When has all started? It is not easy to pinpoint the exact beginning of Brazil’s inflation problems. Inflation certainly got a big boost when, as they say, president Juscelino Kubitschek (1955-59), “promised the country fifty years of progress in five, but gave Brazil forty years of inflation in four.”

 Twenty years of harsh military rule (1964-85) were unable to tame the dragon of inflation so it fell to the civilian governments of José Sarney, Fernando Collor and, finally, Fernando Henrique Cardoso, to deal with the problem through a series of what came to be called “economic shock plans.”

The first one was the Plano Cruzado. The plan even had a motto: “It has to work.” But, it didn’t. And the result was disastrous. Other plans followed. All of them “had to work,” but none of them did.

At the end of the Sarney government, 1989, inflation was over 40% a month! During the Collor administration it reached 80%. Especially hard hit by the economic chaos that followed each failed plan were people with passbook savings (poupança).

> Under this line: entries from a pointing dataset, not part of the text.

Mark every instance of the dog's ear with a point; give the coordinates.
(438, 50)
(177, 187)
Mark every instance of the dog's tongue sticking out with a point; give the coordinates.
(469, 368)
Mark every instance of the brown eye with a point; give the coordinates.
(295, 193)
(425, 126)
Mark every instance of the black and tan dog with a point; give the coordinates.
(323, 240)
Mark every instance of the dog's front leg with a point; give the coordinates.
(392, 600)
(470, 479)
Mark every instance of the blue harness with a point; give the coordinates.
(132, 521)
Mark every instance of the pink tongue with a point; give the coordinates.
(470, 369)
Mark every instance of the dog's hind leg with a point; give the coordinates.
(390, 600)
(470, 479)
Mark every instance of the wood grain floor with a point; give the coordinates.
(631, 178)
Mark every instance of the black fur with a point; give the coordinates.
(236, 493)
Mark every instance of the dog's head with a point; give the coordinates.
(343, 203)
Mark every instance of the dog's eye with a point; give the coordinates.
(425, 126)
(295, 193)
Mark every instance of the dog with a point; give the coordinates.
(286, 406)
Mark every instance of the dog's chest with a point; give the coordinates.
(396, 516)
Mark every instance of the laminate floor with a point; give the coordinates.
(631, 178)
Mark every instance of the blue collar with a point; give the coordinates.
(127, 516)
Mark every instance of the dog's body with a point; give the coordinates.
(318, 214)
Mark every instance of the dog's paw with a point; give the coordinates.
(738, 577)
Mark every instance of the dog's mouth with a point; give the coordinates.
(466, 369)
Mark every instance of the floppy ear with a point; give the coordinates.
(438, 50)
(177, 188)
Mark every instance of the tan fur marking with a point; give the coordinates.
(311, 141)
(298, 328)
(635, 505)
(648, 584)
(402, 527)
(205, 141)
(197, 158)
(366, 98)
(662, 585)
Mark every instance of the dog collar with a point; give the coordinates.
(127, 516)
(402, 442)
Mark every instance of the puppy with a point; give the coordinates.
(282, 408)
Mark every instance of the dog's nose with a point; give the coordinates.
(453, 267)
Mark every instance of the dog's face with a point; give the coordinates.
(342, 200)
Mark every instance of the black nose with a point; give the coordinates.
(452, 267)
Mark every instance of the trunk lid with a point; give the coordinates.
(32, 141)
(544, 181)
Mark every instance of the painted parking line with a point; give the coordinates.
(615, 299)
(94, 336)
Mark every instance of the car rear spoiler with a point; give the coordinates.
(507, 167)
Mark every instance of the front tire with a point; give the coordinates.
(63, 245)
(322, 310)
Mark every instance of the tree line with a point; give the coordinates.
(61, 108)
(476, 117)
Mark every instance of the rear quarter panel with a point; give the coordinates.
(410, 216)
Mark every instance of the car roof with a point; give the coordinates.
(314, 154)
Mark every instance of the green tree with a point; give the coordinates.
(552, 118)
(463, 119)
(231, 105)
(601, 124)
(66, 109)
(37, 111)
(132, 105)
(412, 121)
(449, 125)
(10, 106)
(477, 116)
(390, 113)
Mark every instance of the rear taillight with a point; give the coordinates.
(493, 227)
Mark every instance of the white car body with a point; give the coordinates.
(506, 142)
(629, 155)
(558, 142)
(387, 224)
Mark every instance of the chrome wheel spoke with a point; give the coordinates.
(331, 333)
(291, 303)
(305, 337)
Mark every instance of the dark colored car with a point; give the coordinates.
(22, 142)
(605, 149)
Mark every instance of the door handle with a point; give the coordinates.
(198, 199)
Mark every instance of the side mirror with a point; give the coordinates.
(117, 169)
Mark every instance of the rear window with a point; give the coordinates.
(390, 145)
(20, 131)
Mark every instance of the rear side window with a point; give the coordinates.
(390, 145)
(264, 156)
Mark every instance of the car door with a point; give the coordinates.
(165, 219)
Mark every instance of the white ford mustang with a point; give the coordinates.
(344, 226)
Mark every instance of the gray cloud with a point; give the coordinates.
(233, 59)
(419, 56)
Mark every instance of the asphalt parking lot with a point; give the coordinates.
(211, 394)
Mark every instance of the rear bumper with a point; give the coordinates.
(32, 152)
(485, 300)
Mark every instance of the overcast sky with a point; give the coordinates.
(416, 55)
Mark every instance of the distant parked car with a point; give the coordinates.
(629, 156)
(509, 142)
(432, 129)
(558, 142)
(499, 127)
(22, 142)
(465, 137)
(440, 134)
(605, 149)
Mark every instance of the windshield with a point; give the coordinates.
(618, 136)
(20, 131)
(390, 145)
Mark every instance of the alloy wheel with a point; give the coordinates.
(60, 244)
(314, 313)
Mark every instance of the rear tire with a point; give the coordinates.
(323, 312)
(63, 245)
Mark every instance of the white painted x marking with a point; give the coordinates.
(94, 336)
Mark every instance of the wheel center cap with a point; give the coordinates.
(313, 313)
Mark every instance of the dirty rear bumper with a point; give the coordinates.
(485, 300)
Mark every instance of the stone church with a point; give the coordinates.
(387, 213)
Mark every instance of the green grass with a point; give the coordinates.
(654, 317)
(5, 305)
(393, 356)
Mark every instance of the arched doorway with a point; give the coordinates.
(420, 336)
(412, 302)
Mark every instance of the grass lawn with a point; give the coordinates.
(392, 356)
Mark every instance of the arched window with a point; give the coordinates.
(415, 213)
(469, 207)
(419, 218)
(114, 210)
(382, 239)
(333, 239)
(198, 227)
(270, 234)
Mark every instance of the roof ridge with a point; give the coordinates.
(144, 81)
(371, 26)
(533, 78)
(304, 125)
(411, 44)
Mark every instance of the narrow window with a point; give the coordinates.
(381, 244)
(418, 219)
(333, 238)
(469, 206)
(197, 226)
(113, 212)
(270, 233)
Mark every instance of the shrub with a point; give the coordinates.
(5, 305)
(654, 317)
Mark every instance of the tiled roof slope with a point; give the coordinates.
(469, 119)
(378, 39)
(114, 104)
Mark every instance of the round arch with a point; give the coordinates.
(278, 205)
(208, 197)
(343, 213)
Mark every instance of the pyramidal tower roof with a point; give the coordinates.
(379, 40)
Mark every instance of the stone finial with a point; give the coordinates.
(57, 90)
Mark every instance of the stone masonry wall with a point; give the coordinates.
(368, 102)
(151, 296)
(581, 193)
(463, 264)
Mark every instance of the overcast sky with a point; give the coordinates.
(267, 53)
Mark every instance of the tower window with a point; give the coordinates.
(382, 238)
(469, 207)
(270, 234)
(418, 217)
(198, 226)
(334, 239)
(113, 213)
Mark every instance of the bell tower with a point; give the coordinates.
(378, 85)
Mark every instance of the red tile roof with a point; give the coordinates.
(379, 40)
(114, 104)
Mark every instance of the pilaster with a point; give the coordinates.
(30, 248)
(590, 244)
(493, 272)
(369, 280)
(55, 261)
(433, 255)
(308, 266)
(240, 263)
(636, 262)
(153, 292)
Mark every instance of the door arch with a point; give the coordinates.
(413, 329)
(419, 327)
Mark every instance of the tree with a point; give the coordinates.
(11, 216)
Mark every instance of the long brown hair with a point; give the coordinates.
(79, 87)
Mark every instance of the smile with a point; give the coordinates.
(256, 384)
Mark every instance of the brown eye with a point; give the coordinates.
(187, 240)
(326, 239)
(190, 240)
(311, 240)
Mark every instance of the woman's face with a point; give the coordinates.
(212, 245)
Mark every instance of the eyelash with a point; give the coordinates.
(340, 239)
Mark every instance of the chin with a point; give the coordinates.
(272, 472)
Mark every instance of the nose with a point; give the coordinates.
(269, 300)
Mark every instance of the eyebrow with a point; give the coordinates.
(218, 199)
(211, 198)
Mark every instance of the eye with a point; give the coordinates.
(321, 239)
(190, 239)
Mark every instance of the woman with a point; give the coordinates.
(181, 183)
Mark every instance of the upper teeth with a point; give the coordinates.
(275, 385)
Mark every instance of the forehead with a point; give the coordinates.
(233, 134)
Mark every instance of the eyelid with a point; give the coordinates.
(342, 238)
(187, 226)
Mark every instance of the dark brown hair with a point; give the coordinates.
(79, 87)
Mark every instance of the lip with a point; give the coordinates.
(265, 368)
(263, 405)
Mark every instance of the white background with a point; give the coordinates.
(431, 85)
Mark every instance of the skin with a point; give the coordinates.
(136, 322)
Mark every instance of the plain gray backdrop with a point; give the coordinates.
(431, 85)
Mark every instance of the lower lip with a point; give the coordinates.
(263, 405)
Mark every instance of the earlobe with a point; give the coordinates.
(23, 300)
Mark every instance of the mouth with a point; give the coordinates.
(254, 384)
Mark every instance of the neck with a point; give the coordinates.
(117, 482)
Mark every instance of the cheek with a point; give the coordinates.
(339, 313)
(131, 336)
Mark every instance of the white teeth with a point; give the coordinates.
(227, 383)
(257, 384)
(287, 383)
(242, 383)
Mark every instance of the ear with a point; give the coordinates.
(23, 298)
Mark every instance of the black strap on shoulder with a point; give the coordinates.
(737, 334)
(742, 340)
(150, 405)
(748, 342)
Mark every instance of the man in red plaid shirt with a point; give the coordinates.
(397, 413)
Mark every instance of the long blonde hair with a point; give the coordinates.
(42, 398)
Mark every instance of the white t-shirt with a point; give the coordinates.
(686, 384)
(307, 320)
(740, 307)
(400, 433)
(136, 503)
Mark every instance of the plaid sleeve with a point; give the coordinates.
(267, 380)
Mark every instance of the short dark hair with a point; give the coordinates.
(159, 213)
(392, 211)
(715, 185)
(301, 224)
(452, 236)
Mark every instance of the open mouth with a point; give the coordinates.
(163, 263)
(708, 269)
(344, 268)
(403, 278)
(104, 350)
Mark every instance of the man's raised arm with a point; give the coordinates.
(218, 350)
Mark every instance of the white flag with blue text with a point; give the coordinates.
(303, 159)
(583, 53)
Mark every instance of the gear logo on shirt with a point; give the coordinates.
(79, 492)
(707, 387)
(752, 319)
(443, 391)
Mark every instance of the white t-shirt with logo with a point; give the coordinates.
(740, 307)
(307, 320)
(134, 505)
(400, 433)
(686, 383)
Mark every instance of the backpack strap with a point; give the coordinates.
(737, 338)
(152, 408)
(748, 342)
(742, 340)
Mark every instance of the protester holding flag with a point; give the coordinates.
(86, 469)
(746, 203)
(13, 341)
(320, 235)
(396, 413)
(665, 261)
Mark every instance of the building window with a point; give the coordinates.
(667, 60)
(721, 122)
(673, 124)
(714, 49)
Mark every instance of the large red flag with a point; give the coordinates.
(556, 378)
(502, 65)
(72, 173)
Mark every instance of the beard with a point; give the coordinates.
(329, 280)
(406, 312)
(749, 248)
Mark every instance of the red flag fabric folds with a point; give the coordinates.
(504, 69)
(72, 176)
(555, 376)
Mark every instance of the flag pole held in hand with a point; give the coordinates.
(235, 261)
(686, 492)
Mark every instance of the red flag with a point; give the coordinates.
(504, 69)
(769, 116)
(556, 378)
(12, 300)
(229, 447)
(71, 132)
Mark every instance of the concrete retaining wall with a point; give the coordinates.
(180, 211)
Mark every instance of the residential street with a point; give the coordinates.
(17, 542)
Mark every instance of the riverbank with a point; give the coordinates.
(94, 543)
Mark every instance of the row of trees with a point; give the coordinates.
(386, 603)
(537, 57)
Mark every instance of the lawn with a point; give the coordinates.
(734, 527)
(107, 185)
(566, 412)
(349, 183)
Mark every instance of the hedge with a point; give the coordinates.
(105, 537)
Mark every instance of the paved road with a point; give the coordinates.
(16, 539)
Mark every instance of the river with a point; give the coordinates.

August 25, 2010 (a little bit of the law’s delay here) the Second Section of the Brazilian Superior Appeals Court ruled that passbook savings losses due to the economic shock plans Bresser (1987), Summer (1989), Collor 1 (1990) and Collor 2 (1992) are to be restituted. 

The judges specified that restitutions are to be adjusted as follows (correção monetária): 26.06% for the Bresser Plan; 42.72% for the Summer Plan; 44.80% for Collor 1; and, 21.87% for Collor 2.

However, at the same time the court also ruled that the statute of limitations on class action suits for restitution was five years after the plan, effectively eliminating 99% of those lawsuits (in actual numbers, this removed 1,015 out of 1,030 claims by around 40 million people who put their money in the bank thinking it was a safe place).

Even so, there are still over 814,000 individual claims for restitution of poupança losses in courts somewhere. The STJ ruled that the statute of limitations on individual claims remains 20 years. So most of them are still valid.  

Financial experts have calculated that someone with money in a passbook savings account during the period the four plans were foisted upon the country, 1987 to 1992, would have lost around 95% of his money.

The decision by the STJ Second Section can, and certainly will be, appealed. It can go back to the entire STJ and to the Supreme Court.